The first order ends at PS and the next order begins directly after. The current software is capable of reading this properly. The problem begins with an additional software package that requires there to be a Carriage Return after PS.

My second dilemma is that there are two new fields being added to each order as shown below:

0000235298~0080387170~~0000013338~COMPANY~CONTACT~ADDRESS~CITY~STATE~ZIP~US~INFO1~EMAIL~~INFO2~INFO3~PS~Y~30000235700~0080387811~~0000402296~ COMPANY ~~ ADDRESS ~ CITY ~STATE~ZIP~US~~ EMAIL ~~INFO2~INFO3~FS
~Y~3]

Now there is a 3 at the end of the order. The final output of the information above must look like the format below:

0000235298~0080387170~~0000013338~COMPANY~CONTACT~ADDRESS~CITY~STATE~ZIP~US~INFO1~EMAIL~~INFO2~INFO3~PS~Y~3
0000235700~0080387811~~0000402296~ COMPANY ~~ ADDRESS ~ CITY ~STATE~ZIP~US~~ EMAIL ~~INFO2~INFO3~FS ~Y~

Also keep in mind there may or may not be a Y or even a 3 at the end, leaving data possibly looking like this PS~~. However, the system will know what to do as long as there is a Carriage Return at the end. [FONT=Calibri]The only tip i can think of regarding patterns is there will always be 18 ~ delimiters if that helps with finding a pattern.

I hope I have not confused this and that someone might be able to help me out with this. Thank you for any help you might have as well as your time.

---------- Post updated at 02:44 PM ---------- Previous update was at 12:14 PM ----------

In addition to the pattern I mentioned already, you can basically state that after the 18th ~ delimiter if there is a 3 then add a carriage return after the 3 otherwise add a carriage return after the 18th ~ delimiter.

awk solution. not sed.

 
awk -f a.awk infile

where a.awk:

 
{
 FS="~";
 for (i=1; i<=NF; i++) {
  if (length($(i))>10 && $i ~ /.[0-9][0-9][0-9][0-9][0-9][0-9][0-9][0-9][0-9][0-9]$/) {
    w1=$(i);
    sub(/[0-9][0-9][0-9][0-9][0-9][0-9][0-9][0-9][0-9][0-9]$/, "", w1);
    print w1 "";
    w2=substr($(i), 1+length(w1));
    printf (w2) "~";
  } else {
    if (i==NF) {
       print $(i);
    } else {
       printf $(i) "~";
    }
  }
 }
}
 

Works for first field of 10 digits.

This is nearly exactly what we need rdrtx1 thank you.

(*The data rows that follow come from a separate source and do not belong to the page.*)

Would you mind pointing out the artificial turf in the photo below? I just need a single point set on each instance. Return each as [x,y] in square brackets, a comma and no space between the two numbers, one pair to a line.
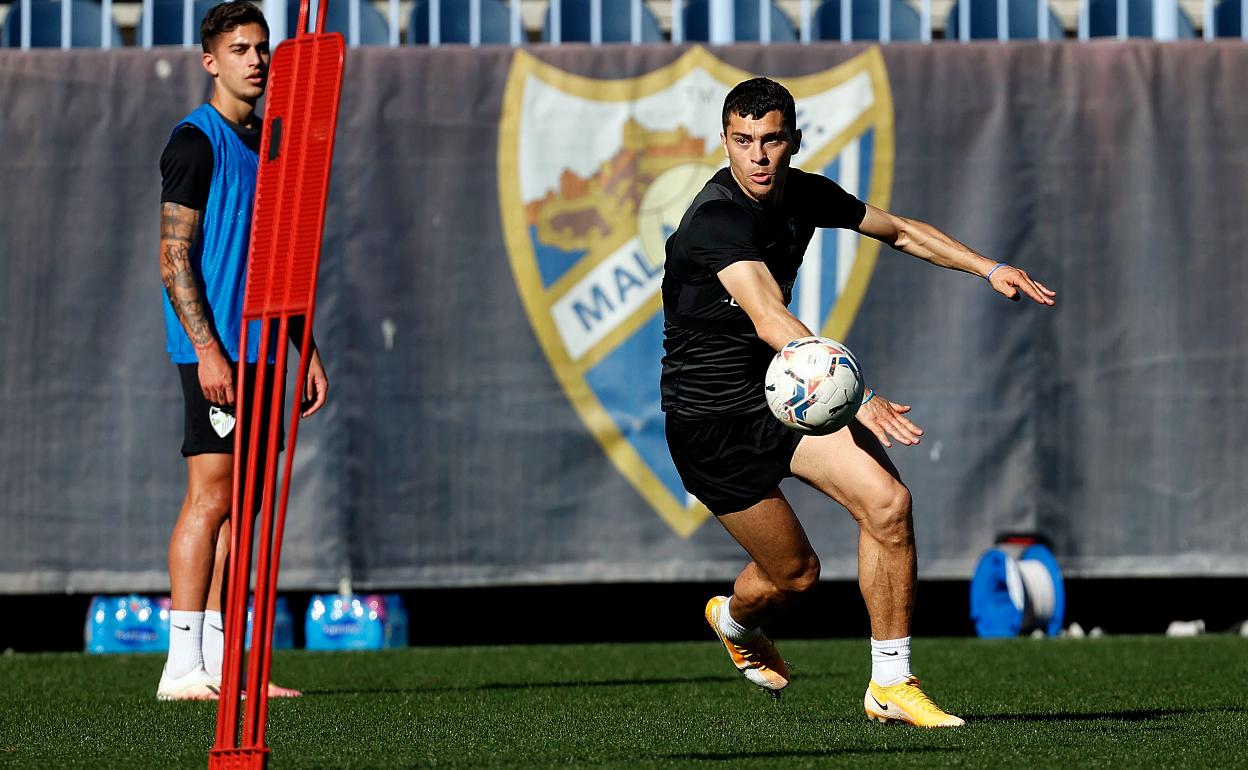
[1116,701]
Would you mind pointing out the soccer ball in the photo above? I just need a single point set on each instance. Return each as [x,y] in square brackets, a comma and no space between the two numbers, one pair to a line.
[814,386]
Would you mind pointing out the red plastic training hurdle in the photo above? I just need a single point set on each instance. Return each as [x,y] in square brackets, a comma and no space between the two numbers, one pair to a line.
[296,150]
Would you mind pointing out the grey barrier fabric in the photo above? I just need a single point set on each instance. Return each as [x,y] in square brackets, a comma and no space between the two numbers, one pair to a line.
[456,451]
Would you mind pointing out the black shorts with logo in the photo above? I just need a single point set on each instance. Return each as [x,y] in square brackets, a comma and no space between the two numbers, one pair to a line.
[730,463]
[209,428]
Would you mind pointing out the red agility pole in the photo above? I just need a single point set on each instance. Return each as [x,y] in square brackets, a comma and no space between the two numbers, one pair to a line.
[295,155]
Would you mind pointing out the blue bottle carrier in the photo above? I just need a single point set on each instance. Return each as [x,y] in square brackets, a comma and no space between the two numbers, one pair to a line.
[127,624]
[140,624]
[350,622]
[1017,588]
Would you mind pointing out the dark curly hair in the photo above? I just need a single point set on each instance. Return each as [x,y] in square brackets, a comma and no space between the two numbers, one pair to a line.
[756,97]
[227,16]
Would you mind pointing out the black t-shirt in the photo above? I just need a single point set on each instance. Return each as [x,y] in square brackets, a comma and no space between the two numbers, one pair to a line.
[187,161]
[715,363]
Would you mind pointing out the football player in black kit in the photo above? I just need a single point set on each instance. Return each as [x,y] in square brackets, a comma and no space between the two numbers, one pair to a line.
[728,276]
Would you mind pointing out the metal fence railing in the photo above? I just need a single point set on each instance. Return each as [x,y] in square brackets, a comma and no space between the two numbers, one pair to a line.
[476,23]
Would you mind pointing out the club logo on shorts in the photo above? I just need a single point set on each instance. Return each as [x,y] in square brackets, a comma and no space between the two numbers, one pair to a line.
[222,422]
[594,175]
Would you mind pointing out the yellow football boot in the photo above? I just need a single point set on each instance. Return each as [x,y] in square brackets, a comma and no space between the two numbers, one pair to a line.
[904,701]
[758,659]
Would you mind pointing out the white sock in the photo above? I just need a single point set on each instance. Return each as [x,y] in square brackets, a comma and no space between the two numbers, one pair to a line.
[734,630]
[890,660]
[185,643]
[214,642]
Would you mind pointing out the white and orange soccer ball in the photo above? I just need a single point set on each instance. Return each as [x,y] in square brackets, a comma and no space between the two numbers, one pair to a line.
[814,386]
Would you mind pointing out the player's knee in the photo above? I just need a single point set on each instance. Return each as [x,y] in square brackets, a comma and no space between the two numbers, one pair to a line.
[800,578]
[889,521]
[209,506]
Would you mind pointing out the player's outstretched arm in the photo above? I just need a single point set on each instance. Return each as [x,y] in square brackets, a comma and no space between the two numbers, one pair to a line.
[926,242]
[179,227]
[316,387]
[886,418]
[751,286]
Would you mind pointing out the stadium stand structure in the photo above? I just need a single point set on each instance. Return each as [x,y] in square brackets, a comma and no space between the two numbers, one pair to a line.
[1023,21]
[1228,19]
[529,21]
[745,28]
[904,20]
[454,23]
[86,18]
[169,23]
[617,25]
[373,28]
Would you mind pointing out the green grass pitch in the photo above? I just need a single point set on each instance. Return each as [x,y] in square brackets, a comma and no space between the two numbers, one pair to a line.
[1130,701]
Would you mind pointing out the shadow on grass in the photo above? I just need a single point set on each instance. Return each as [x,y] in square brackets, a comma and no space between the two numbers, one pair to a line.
[517,685]
[1125,715]
[830,753]
[438,687]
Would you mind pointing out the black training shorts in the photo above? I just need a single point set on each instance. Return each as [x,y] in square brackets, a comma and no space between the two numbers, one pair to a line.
[205,438]
[730,463]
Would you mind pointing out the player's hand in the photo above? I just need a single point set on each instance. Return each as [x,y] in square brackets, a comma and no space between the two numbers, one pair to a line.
[216,375]
[1014,282]
[316,387]
[886,418]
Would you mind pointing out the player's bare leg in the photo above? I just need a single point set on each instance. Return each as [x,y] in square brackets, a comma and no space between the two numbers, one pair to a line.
[214,620]
[851,467]
[191,559]
[783,568]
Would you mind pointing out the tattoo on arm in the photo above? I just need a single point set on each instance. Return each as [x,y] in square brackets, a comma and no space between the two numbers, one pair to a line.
[179,229]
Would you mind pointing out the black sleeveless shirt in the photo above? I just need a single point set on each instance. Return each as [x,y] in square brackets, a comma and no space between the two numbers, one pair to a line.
[714,361]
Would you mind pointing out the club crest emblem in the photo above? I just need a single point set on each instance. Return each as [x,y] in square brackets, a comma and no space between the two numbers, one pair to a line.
[594,175]
[222,422]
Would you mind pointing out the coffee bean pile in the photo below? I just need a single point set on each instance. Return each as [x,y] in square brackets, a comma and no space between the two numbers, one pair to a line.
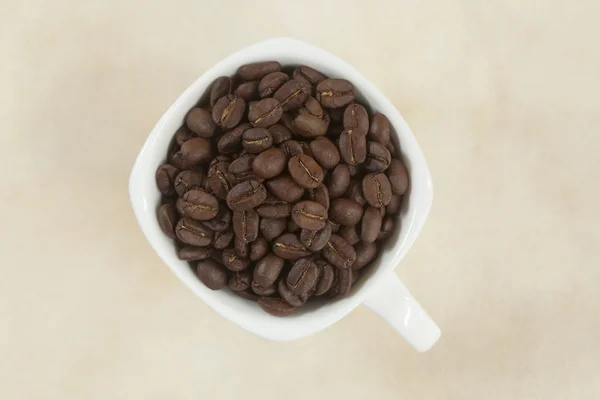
[280,186]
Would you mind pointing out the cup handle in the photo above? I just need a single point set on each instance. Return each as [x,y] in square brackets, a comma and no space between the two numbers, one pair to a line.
[392,302]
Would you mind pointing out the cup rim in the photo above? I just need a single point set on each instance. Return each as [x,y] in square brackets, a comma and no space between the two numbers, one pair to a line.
[144,194]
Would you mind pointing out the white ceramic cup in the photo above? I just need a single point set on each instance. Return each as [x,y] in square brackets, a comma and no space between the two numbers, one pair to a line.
[380,289]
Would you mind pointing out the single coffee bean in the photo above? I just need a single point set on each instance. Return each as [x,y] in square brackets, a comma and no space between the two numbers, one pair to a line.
[258,248]
[213,275]
[339,181]
[285,188]
[353,147]
[275,306]
[315,240]
[325,152]
[303,276]
[165,179]
[305,171]
[167,219]
[200,122]
[377,190]
[378,157]
[231,141]
[192,232]
[289,247]
[271,82]
[232,261]
[339,252]
[365,253]
[246,195]
[191,253]
[325,277]
[309,215]
[345,211]
[228,111]
[265,113]
[371,225]
[194,151]
[292,94]
[200,205]
[223,239]
[267,270]
[247,90]
[269,163]
[245,225]
[257,71]
[379,129]
[398,176]
[240,280]
[221,87]
[335,93]
[280,133]
[272,228]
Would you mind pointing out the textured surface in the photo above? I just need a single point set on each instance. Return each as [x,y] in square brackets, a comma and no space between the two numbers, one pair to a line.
[504,102]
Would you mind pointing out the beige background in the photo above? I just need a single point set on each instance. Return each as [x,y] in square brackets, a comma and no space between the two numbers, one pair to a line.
[504,100]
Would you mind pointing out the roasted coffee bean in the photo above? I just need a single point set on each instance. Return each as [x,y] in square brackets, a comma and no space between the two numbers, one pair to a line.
[398,176]
[289,247]
[280,133]
[200,122]
[379,129]
[339,252]
[167,219]
[378,157]
[245,225]
[371,225]
[276,306]
[194,151]
[213,275]
[267,270]
[335,93]
[223,239]
[345,211]
[258,249]
[353,147]
[365,253]
[228,111]
[246,195]
[192,232]
[221,87]
[350,234]
[272,228]
[285,188]
[305,171]
[191,253]
[247,90]
[377,190]
[315,240]
[292,94]
[165,179]
[309,215]
[200,205]
[256,71]
[265,113]
[339,181]
[271,82]
[325,277]
[240,169]
[231,141]
[232,261]
[325,152]
[240,280]
[269,163]
[303,276]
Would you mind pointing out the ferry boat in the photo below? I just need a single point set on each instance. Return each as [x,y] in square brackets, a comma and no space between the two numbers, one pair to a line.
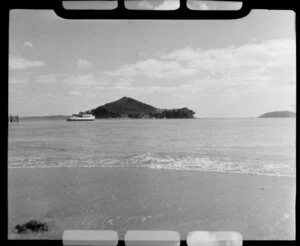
[81,117]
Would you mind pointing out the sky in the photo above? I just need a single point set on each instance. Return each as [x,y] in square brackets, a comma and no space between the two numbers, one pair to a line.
[217,68]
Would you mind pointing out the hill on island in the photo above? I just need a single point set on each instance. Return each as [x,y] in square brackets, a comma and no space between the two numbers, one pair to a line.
[278,114]
[127,107]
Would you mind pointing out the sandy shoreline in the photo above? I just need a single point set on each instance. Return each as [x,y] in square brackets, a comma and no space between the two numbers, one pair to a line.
[121,199]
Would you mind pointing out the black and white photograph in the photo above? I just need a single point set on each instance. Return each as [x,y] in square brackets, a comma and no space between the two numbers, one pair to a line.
[152,125]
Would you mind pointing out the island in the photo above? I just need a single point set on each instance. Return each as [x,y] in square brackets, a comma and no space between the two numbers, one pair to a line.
[127,107]
[278,114]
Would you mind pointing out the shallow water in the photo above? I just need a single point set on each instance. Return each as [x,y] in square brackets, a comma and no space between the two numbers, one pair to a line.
[251,146]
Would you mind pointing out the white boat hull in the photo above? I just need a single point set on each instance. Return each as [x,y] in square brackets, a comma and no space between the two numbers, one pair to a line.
[78,119]
[81,118]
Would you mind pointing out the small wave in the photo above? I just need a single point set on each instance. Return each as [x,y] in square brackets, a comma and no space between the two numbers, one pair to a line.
[155,161]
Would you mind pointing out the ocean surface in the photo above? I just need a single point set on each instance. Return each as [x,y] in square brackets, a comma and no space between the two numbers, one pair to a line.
[256,146]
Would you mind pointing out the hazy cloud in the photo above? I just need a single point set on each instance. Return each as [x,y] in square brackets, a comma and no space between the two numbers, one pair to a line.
[18,81]
[84,64]
[155,69]
[19,63]
[168,5]
[28,44]
[47,78]
[144,4]
[74,93]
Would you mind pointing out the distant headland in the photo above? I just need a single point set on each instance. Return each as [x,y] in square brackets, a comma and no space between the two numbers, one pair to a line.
[278,114]
[127,107]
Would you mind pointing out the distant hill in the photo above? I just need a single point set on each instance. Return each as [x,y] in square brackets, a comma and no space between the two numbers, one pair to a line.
[278,114]
[48,117]
[127,107]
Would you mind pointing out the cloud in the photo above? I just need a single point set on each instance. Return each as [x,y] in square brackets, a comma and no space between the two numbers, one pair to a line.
[28,44]
[84,64]
[76,81]
[18,81]
[74,93]
[255,60]
[19,63]
[168,5]
[144,4]
[47,78]
[154,69]
[85,80]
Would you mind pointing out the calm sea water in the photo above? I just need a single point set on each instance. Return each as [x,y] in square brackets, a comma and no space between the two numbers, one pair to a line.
[252,146]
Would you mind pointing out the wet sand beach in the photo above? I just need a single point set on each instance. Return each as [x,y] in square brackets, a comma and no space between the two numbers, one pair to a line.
[121,199]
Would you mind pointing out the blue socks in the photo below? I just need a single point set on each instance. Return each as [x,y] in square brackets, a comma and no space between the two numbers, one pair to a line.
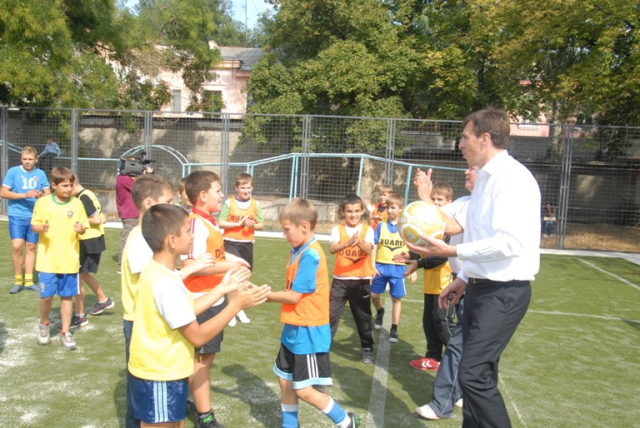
[289,415]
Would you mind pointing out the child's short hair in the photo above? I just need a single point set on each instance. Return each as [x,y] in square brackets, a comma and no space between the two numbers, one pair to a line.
[29,150]
[60,174]
[396,199]
[351,199]
[161,221]
[181,184]
[299,210]
[244,178]
[443,189]
[385,188]
[149,186]
[199,181]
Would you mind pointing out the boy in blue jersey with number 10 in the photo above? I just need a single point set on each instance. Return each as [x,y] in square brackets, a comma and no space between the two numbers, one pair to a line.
[22,186]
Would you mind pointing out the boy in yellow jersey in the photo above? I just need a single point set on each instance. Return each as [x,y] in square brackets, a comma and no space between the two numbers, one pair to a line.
[437,324]
[59,219]
[205,193]
[386,244]
[148,190]
[165,329]
[352,242]
[379,211]
[240,216]
[92,245]
[303,360]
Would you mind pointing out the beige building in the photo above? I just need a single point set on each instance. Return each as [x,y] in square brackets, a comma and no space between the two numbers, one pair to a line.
[230,85]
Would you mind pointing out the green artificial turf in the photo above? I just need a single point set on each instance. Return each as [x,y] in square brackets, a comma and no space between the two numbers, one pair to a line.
[572,363]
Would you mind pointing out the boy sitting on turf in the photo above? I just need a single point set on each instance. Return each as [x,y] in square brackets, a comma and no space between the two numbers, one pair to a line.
[205,193]
[303,360]
[92,245]
[22,186]
[59,219]
[165,328]
[386,244]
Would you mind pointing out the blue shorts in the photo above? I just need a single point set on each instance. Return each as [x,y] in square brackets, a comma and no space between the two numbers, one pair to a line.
[396,286]
[156,402]
[20,228]
[62,284]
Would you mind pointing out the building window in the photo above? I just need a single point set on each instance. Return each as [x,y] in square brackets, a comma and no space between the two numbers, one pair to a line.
[212,101]
[176,100]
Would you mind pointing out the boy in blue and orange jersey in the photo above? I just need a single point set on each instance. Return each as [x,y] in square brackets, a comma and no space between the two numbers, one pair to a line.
[241,215]
[352,242]
[22,186]
[303,360]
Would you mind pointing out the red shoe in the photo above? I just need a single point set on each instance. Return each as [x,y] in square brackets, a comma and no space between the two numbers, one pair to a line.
[425,364]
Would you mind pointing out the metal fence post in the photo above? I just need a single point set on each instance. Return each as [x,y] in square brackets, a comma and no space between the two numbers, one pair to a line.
[565,183]
[4,126]
[224,152]
[389,155]
[74,140]
[304,164]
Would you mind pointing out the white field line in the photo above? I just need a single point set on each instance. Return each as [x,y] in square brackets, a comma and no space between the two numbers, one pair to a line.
[503,388]
[619,278]
[375,417]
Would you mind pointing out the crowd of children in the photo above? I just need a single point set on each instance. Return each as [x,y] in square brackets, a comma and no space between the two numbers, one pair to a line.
[174,319]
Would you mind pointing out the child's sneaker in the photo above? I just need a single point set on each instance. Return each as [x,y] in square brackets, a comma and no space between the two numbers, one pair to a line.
[67,342]
[354,421]
[243,318]
[99,308]
[208,421]
[16,288]
[379,317]
[43,337]
[77,322]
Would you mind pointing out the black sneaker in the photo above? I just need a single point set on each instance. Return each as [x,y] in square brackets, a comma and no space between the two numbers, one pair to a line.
[208,421]
[379,317]
[367,356]
[354,421]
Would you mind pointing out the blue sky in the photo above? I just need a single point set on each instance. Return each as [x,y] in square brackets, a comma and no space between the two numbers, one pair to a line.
[254,8]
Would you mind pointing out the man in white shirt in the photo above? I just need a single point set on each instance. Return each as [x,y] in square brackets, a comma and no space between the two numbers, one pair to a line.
[500,255]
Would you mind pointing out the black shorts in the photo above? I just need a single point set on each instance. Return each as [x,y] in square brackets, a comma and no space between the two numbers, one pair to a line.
[212,346]
[89,262]
[244,250]
[303,370]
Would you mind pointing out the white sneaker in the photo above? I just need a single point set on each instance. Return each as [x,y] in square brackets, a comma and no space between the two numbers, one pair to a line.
[43,337]
[243,318]
[427,412]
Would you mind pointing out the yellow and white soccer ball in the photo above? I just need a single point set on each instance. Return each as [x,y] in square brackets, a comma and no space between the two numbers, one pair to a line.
[422,217]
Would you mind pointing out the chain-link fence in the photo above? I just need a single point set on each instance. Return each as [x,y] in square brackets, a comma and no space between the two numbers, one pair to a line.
[588,176]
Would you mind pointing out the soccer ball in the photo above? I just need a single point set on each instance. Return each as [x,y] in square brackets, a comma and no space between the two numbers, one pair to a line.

However, for some reason it adds delimiters where they shouldn't be but only in the first line. Otherwise, all other lines are perfect.

Original first line:

0000255844~0080417885~~0000031501~FIRST LAST~DBA ANY COMPANY~142 W 1050 N~CITY~STATE~ZIP~US~INFO1~EMAIL~INFO2~INFO3~INFO4~CS~Y~3

After script:

0000255844~0080417885~~0000031501~FIRST~LAST~DBA~ANY~COMPANY~142~W~1050~N~CITY~STATE~ZIP~US~INFO1~EMAIL~INFO2~INFO3~INFO4~CS~Y~3

Using 1 line in input file:

0000255844~0080417885~~0000031501~FIRST LAST~DBA ANY COMPANY~142 W 1050 N~CITY~STATE~ZIP~US~INFO1~EMAIL~INFO2~INFO3~INFO4~CS~Y~3

Output:

 
0000255844~0080417885~~0000031501~FIRST LAST~DBA ANY COMPANY~142 W 1050 N~CITY~STATE~ZIP~US~INFO1~EMAIL~INFO2~INFO3~INFO4~CS~Y~3
 

I do not get spaces replaced by "~".

Maybe using sledge hammer to escape spaces:

New awk:

 
{
 FS="~";
 gsub(" ","!");
 for (i=1; i<=NF; i++) {
  if (length($(i))>10 && $i ~ /.[0-9][0-9][0-9][0-9][0-9][0-9][0-9][0-9][0-9][0-9]$/) {
    w1=$(i);
    sub(/[0-9][0-9][0-9][0-9][0-9][0-9][0-9][0-9][0-9][0-9]$/, "", w1);
    gsub("!"," ", w1);
    print w1 "";
    w2=substr($(i), 1+length(w1));
    gsub("!"," ", w2);
    printf (w2) "~";
  } else {
    gsub("!"," ", $(i));
    if (i==NF) {
       print $(i);
    } else {
       printf $(i) "~";
    }
  }
 }
}

1 Like

Don't know if I understand the problem exactly, but this sed maybe solve it:

sed -E 's/([^~]*~){18}3?/&\
/'
1 Like

Success!! That worked great rdrtx1. Thank you again. 244an I have not tried your solution yet but thank you for responding. I will post again when I try it.